The road “scenarios” Ahmad expects this test vehicle to confront include inconsistent lane markings and surface conditions; disparities in the speed and type of vehicles using the roadway, such as farm equipment; and inclement weather, including heavy snow that obscures paved surfaces. “We didn’t want to just cherry-pick roads that are going to be easy,” he added. “We really wanted to throw real-world USA roads at it, so we can get an honest assessment. [Automated vehicles] should work just as well on these types of roadways as in cities and on interstates.”
There is a safety aspect to this automated shuttle bus test as well, Ahmad noted, as only 19 percent of Americans live in rural areas, while nearly 50 percent of fatal traffic crashes occur on rural roads.
A separate self-driving study is underway to help develop the first “code of practice” for autonomous vehicles operating in unstructured off-highway environments, with a live trial conducted in a quarry using a number of off-road vehicles.
Conducted by Oxbotica and TRL, those off-highway environments – often located in rural areas — include mines, quarries, farms, refineries, warehouses, ports, and airports. Such off-highway environments also feature more varied hazards and less structured scenarios than on-road settings, as there are no universal highway rules, such as speed limits or junction etiquette.
“In order to harness the true power of this technology, operational regulations need to be developed in unison to ensure safe and efficient deployment,” explained Ben Upcroft, vice president of technology for Oxbotica, in a statement.

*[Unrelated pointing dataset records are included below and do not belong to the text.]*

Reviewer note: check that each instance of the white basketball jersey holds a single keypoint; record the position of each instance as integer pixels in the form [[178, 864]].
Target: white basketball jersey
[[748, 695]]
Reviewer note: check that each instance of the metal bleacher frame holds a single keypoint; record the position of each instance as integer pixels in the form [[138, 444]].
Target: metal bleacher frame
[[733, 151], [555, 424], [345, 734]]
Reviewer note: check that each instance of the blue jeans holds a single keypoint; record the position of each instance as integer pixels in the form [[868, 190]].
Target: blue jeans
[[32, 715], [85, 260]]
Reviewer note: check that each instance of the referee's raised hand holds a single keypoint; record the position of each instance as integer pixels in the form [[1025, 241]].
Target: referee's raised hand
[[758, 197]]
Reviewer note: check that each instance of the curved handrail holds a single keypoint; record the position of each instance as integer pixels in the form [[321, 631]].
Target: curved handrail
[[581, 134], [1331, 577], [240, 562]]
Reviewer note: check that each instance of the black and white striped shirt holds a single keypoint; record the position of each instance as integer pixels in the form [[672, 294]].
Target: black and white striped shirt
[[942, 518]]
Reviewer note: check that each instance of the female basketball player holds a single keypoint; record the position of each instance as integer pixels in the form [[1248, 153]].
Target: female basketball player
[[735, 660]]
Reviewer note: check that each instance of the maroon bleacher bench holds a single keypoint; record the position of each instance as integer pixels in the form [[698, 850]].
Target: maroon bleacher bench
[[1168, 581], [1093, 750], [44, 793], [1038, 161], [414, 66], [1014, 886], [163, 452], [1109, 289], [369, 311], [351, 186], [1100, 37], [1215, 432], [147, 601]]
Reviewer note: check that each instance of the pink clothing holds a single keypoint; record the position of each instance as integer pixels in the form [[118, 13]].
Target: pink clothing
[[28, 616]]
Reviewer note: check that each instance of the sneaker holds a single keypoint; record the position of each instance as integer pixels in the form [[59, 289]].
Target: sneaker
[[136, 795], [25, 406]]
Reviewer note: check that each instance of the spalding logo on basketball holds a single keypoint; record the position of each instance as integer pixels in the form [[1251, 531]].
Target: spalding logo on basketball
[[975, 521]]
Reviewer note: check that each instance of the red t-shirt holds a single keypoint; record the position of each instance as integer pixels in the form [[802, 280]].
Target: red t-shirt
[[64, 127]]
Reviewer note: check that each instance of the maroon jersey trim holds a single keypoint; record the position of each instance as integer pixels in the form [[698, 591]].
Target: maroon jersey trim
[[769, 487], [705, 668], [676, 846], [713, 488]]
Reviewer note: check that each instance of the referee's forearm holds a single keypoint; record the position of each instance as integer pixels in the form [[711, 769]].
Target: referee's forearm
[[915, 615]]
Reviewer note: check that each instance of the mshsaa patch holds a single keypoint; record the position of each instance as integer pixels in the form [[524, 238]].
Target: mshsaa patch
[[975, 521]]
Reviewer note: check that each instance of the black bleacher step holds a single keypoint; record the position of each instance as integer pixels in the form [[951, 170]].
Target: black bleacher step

“This ‘code of practice’ seeks to provide high-level guidance to organizations in all sectors of the off-highway industry on the ways in which working practices should be adapted to ensure that the adoption of autonomy is as smooth and safe as possible,” added Ianto Guy, TRL’s project lead. “The aim is that this code will support safe practice, build public confidence, and encourage the cooperation between organizations across all industries employing off-highway autonomous vehicles.”